Reference no: EM1353223
1. Consider a constant payment mortgage of $100,000, maturity 30 years, interest rate 6%, monthly payments.
(a) What is the monthly payment?
(b) What is the principal payment and interest payment in the second month?
(c) What is the outstanding balance after 5 years?
2. Consider a constant amortization mortgage of $100,000, maturity 30 years, interest rate 6%, monthly payments.
(a) What is the first month's payment?
(b) What is the principal payment and interest payment in the second month?
(c) What is the outstanding balance after 5 years?
3. Consider an interest only mortgage of $100,000, maturity 30 years, interest rate 6%, monthly payments.
(a) What is the monthly payment?
(b) What is the principal payment and interest payment in the second month?
(c) What is the outstanding balance after 5 years?
4. Consider an adjustable rate mortgage of $100,000, no payment cap, no interest rate cap,
2% margin, annual adjustment, annual payments, 3 year maturity, initial index rate:
7%
(a) What is the first year's payment?
(b) If the second year index rate is 9%, and the third year index rate is 13%, what
is the second year and third year's payments?
(c) If the index rates are the same as (b), if there is an annual interest rate cap of
3%, what is second year and third year's payment?
5. Consider a constant payment mortgage of $100,000, maturity 30 years, interest rate 6%, monthly payments. What is the yield of the mortgage if
(a) No point, no prepayment.
(b) No point, prepaid after 10 years?
(c) 1 point and no prepayment
(d) 1 point, prepaid after 10 years, no prepayment penalty
(e) 1 point, prepaid after 10 years, 2% of prepayment penalty
6. Consider a constant payment mortgage of $100,000, maturity 30 years, interest rate
6%, monthly payments with 2 up front points. What is the value of the value of the mortgage after 4 years, if the market yield after 4 years is
(a) 6%
(b) 5%
(c) 7%
7. Suppose you are considering taking out a constant payment mortgage of $100,000, maturity 30 years, monthly payments. The bank offers a mortgage table with the following options:
(1). No point, 7% mortgage interest rate;
(2). 1 point, 6.5% mortgage interest rate;
(3). 2 points, 6% mortgage interest rate.

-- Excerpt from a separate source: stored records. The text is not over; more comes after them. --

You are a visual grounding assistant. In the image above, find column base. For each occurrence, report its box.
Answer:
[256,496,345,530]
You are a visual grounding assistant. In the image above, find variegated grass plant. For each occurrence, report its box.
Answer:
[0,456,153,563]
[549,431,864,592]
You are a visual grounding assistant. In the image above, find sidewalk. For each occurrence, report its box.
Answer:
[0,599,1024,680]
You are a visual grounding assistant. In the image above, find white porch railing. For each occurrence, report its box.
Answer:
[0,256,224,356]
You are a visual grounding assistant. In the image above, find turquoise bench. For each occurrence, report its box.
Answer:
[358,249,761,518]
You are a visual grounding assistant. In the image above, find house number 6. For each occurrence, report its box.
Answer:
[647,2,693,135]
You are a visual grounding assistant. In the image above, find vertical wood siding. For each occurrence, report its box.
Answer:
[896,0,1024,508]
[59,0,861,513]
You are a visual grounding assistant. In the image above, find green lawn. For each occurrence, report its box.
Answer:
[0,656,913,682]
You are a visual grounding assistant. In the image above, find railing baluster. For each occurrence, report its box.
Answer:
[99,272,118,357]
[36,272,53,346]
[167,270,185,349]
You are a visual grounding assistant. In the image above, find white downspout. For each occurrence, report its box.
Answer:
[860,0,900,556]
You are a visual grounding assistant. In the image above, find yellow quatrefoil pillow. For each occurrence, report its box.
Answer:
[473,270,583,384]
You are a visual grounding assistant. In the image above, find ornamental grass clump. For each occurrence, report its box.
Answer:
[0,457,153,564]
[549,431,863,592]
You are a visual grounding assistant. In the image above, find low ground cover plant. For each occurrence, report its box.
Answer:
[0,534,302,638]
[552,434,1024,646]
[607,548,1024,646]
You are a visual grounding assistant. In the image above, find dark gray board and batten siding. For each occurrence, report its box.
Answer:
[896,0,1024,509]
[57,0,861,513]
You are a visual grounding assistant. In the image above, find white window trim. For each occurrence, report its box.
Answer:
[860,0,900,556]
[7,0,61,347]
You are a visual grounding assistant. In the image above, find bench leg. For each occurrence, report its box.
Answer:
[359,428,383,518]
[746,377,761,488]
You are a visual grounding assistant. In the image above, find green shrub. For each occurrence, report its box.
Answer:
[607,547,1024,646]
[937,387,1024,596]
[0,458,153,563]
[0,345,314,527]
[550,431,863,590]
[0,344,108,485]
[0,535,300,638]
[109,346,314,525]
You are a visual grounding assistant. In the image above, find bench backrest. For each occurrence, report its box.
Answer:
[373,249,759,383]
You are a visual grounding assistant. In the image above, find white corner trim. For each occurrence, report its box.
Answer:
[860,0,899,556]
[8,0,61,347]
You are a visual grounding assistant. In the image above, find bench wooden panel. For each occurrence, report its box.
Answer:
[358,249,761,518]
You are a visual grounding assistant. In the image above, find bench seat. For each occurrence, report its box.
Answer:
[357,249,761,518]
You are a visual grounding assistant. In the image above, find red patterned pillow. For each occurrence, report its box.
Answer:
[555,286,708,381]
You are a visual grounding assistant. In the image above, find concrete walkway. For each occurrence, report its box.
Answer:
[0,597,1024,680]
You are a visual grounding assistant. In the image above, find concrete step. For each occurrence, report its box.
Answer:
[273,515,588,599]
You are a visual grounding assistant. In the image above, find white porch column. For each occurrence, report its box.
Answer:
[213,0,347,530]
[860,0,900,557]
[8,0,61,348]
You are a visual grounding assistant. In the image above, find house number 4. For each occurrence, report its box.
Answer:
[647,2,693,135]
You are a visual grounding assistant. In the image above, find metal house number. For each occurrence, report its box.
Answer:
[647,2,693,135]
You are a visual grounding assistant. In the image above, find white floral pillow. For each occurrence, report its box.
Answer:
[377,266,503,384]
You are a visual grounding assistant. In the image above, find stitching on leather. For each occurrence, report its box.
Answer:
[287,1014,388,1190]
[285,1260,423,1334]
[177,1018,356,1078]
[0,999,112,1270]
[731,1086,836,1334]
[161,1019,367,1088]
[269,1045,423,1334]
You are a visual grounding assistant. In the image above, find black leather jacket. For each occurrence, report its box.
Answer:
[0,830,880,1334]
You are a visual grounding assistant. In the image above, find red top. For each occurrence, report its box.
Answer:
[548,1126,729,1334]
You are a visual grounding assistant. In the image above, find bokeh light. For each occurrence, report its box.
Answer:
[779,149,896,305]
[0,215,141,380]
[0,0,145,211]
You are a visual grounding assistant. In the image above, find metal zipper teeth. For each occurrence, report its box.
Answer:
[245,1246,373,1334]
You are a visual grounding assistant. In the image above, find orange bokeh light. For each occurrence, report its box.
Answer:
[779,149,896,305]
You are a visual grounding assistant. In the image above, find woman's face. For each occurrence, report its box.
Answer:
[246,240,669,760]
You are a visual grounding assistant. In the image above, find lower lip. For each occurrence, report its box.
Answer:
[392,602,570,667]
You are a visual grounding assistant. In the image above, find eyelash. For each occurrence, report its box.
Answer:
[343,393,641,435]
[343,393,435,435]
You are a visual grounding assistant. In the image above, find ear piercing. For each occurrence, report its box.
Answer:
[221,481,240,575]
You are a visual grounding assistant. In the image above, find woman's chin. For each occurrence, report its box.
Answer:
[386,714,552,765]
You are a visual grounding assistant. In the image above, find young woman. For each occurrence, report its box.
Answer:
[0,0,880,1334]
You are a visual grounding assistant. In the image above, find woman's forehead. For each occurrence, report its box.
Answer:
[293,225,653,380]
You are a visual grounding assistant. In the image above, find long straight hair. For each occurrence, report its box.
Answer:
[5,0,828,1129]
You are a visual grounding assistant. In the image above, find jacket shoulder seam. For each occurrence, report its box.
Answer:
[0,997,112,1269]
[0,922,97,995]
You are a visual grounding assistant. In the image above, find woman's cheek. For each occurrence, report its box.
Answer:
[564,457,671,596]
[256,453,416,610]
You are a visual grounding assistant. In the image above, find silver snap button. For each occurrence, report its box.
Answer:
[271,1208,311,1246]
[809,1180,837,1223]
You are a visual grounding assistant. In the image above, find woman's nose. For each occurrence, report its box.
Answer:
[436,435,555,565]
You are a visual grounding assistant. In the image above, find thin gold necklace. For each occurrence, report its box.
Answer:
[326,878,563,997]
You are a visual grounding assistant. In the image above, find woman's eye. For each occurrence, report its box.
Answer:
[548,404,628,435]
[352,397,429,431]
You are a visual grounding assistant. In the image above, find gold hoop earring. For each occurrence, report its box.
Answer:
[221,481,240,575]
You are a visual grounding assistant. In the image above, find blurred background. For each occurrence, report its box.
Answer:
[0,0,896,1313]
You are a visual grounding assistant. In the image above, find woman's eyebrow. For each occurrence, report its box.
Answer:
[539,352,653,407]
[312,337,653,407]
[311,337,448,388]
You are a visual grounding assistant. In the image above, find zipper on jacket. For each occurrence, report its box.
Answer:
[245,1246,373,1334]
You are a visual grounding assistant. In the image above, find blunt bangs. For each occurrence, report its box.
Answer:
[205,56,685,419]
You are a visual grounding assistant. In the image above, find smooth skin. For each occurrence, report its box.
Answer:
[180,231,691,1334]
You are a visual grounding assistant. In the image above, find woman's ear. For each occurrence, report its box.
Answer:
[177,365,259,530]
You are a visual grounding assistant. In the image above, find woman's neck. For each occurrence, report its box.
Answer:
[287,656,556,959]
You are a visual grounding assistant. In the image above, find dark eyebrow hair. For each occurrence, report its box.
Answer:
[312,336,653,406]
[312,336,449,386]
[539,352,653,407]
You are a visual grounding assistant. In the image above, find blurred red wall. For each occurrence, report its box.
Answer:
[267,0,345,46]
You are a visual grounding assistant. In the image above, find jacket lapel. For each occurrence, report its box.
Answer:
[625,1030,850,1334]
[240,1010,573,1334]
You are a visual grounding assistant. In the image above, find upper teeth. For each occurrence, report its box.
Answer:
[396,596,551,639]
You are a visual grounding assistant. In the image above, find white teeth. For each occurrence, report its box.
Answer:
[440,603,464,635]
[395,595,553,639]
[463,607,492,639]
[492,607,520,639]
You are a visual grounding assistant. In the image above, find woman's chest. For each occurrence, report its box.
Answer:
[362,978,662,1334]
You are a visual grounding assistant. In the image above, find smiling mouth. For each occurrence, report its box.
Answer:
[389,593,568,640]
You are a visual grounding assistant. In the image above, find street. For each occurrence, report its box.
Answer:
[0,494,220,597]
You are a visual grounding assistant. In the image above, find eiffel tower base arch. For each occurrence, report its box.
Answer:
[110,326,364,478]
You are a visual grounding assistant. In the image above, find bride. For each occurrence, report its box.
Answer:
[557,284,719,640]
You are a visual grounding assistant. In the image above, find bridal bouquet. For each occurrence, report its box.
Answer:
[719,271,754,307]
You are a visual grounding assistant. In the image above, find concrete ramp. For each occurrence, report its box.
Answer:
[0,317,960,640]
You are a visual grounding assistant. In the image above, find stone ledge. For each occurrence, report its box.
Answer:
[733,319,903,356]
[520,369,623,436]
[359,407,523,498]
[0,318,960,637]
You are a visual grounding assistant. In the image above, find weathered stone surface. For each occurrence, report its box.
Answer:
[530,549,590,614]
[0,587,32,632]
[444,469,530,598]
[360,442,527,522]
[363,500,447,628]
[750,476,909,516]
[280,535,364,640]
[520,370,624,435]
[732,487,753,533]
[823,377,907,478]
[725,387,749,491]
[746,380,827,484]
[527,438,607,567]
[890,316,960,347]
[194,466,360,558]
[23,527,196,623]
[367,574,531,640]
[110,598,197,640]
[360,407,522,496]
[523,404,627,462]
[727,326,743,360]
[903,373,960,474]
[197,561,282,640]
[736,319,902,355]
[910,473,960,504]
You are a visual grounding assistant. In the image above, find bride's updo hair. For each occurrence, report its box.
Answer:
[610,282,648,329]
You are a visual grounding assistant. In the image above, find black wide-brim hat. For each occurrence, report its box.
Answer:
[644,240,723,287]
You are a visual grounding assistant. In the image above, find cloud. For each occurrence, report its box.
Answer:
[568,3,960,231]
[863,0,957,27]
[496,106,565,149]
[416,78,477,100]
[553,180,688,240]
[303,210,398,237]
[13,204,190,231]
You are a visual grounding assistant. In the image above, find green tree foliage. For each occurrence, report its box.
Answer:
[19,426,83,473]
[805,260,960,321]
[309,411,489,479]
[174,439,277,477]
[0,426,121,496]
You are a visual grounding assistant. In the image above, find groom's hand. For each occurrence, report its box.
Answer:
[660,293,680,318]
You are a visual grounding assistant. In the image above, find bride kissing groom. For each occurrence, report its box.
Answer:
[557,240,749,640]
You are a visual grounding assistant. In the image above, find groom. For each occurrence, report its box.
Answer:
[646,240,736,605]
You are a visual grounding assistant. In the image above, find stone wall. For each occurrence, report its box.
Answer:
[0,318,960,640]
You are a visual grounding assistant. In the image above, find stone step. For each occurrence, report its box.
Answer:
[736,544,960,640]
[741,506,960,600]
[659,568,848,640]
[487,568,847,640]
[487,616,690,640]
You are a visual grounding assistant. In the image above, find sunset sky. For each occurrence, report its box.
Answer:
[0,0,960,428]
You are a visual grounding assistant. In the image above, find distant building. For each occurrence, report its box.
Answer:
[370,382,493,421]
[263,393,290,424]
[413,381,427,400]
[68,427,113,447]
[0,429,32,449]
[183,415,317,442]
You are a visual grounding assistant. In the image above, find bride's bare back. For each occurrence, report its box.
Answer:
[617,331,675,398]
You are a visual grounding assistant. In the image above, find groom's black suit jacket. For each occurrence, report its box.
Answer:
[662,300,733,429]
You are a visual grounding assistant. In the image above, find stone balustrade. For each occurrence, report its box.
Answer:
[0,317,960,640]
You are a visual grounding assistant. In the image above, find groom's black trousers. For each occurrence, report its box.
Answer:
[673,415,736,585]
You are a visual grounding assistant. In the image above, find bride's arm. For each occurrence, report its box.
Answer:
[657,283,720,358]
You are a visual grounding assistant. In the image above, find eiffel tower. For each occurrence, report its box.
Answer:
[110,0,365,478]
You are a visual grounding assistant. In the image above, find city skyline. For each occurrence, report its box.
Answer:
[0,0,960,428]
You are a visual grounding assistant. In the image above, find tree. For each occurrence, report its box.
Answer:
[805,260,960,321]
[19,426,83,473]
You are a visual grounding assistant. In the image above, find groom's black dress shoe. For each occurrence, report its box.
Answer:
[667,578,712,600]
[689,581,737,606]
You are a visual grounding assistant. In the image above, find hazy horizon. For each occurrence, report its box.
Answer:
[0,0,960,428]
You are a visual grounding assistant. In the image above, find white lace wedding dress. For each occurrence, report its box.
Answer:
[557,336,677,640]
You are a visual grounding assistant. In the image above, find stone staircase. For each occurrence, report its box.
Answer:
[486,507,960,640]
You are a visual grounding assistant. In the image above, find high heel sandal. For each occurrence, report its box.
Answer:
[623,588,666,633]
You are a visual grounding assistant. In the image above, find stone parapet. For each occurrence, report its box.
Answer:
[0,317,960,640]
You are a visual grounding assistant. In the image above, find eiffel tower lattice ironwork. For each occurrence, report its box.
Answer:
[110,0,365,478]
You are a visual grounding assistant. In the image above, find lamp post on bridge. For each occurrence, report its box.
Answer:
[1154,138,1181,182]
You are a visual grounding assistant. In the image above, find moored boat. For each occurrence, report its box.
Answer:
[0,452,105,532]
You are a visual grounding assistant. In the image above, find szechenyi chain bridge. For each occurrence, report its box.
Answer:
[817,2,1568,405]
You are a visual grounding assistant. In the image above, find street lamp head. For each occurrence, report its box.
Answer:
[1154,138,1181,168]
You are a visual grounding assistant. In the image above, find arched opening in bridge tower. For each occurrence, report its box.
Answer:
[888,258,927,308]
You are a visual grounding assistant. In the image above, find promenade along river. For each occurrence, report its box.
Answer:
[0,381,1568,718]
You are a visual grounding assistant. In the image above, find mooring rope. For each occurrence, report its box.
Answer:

Which one of the above would you choose if
(a) You will held the mortgage until maturity
(b) You will prepay the mortgage after 5 years
(c) You will prepay the mortgage after 10 years
8. Consider an adjustable rate mortgage of $100,000, no payment cap, no interest rate cap,
2% margin, annual adjustment, annual payments, 3 year maturity, initial index rate:
7%. Suppose we project that the second year index rate is 8.5%, the third year index rate is 10%. What is the APR of this ARM based on the forecasted interest rate?
9. Suppose you took out a mortgage with $100,000, 6% interest rate, 30 year amortizing and 10 year maturity balloon mortgage 5 years ago. Initially there were 2 up front points on this mortgage. Now suppose that you can refinance the existing mortgage loan with a new loan of 5 years, with 1 up front point and interest rate 5%. If the transactions cost is $5,000, do you want to refinance now? (Assuming no prepayment option value)
10. Consider a three year interest only mortgage of $1,000,000, the interest rate is 10%. Suppose the hazard rates and conditional loss rates are as follows:
Year Hazard Rate Conditional Loss Rate
1 2% 20%
2 3% 35%
3 3% 40%
a. What are the unconditional default probabilities of year 1, 2 and 3 defaults?
b. What is the yield degradation of year 2 default?
c. What is the expected rate of return on this mortgage?